The report warns that as temperatures rise, heat extremes comparable to the heatwaves in the United States in 2012 and Russia in 2010 will become more frequent. Melting permafrost will release methane, a potent greenhouse gas, leading to more warming in a dangerous feedback loop.

Forests, including the Amazon, are also at risk. Even a world 1.5°C warmer will mean more severe droughts and global sea level rise, increasing the risk of damage from storm surges and crop loss, and raising the cost of adaptation for millions of people.

Unchecked emissions causing unavoidable global warming

“Today’s report confirms what scientists have been saying – past emissions have set an unavoidable course of warming over the next two decades, which will affect the world’s poorest and most vulnerable people the most,” said World Bank Group President Jim Yong Kim. “We cannot continue down the current path of unchecked, growing emissions.”

As governments convene in Lima for the next round of climate negotiations, this report and others provide direction and evidence of the risks and the need for ambitious goals to decarbonize economies now.

“Turn Down the Heat: Confronting the New Climate Normal” is the third in a series of reports commissioned by the World Bank Group from the Potsdam Institute for Climate Impact Research and Climate Analytics.

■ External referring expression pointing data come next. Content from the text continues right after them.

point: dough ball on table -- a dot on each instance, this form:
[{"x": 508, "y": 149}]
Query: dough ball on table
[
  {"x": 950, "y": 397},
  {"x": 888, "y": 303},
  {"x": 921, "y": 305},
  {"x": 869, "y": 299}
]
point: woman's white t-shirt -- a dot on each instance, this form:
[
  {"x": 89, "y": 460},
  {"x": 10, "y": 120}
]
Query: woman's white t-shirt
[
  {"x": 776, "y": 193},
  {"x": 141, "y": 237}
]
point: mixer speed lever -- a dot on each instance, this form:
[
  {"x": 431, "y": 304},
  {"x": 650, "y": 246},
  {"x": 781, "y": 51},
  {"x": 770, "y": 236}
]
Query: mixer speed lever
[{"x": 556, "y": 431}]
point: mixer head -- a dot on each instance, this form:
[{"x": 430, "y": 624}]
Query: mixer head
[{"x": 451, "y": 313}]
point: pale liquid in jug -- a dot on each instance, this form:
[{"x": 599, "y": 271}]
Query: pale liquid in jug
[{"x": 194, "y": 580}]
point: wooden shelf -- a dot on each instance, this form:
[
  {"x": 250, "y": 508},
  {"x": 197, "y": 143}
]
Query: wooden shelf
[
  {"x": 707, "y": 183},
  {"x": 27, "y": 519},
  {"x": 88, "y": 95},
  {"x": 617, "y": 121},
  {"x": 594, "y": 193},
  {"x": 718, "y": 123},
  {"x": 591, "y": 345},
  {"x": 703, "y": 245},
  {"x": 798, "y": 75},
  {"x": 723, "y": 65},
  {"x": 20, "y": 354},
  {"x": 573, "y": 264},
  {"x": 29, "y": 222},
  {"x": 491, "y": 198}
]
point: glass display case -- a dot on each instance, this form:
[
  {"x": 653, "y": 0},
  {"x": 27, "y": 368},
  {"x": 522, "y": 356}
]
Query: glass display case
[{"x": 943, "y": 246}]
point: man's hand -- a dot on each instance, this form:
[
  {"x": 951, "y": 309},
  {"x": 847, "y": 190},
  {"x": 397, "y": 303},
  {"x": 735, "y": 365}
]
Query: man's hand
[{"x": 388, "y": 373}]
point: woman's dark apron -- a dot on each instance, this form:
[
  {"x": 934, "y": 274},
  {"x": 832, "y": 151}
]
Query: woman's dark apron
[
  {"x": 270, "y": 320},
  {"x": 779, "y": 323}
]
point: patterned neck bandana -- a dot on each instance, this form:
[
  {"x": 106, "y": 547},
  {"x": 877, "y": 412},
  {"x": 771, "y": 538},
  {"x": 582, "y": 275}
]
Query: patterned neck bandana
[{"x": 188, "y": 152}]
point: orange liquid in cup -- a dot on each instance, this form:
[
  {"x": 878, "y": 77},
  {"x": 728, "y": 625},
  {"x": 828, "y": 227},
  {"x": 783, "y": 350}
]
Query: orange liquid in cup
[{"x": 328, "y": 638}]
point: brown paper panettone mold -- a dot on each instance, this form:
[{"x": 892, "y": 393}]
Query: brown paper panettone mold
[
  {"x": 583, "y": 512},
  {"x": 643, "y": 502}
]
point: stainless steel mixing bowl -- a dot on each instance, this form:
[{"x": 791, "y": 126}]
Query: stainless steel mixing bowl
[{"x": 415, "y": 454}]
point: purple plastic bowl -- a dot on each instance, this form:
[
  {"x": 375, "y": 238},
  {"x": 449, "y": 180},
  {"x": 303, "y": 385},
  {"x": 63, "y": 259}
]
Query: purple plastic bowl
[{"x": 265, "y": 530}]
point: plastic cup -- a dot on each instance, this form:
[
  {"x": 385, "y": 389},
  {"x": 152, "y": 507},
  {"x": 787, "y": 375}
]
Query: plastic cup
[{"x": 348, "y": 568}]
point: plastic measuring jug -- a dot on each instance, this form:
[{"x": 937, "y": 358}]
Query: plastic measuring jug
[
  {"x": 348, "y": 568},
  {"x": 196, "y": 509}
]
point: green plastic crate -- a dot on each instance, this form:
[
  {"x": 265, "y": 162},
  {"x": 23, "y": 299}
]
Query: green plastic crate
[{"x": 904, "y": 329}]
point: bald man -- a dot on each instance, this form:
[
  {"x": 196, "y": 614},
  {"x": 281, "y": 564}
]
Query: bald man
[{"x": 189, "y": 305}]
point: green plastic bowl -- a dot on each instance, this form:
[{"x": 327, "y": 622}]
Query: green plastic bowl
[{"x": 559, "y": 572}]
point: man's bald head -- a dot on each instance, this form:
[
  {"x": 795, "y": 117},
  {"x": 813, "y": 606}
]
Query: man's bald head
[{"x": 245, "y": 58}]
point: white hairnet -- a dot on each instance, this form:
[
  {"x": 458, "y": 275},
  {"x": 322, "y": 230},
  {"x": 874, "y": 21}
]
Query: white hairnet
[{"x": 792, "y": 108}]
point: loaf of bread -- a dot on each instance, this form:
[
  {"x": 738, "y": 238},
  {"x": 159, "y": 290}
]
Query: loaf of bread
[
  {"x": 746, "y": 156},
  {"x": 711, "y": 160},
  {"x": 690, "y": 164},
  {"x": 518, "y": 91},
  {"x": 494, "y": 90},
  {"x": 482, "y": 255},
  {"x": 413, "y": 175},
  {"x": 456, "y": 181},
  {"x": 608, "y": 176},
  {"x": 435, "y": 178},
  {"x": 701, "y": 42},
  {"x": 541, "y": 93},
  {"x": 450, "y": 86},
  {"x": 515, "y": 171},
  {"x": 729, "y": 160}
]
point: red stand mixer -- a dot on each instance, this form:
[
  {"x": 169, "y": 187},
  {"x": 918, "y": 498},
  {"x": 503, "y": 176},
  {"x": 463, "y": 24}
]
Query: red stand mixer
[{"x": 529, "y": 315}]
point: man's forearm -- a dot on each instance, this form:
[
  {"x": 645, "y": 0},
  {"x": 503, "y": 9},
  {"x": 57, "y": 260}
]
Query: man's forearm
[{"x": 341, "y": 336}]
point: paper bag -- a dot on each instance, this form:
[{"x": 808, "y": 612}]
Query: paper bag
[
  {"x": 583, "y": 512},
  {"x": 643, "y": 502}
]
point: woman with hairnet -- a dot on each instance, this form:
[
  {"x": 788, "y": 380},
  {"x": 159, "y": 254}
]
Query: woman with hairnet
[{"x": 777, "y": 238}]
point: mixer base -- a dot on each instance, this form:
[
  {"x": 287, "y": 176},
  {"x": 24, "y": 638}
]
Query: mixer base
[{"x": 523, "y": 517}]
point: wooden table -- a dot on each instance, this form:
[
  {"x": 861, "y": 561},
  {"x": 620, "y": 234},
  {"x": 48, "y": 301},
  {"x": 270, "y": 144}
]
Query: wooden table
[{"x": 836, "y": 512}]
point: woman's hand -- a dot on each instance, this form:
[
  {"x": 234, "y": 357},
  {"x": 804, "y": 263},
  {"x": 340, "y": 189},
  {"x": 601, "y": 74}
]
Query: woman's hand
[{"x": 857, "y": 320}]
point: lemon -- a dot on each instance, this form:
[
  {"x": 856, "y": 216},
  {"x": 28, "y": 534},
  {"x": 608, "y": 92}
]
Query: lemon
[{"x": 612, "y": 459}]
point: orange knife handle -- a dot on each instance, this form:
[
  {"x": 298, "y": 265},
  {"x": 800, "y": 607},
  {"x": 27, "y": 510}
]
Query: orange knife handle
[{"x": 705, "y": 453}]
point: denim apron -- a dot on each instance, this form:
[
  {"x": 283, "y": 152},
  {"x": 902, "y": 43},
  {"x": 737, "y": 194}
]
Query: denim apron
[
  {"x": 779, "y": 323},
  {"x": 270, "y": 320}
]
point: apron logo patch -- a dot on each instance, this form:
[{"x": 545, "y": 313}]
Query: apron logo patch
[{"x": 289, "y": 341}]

The first report examined global risks if the world were to warm by 4°C. The second report focused on three regions – Africa, South Asia, and South East Asia – and the risks to food security, water security, and low-lying cities exposed to dangerous sea level rise and vulnerability to storms.

The new report follows strong new warnings from the Intergovernmental Panel on Climate Change (IPCC) about the pace of climate change and the energy transformations necessary to stay within 2°C warming.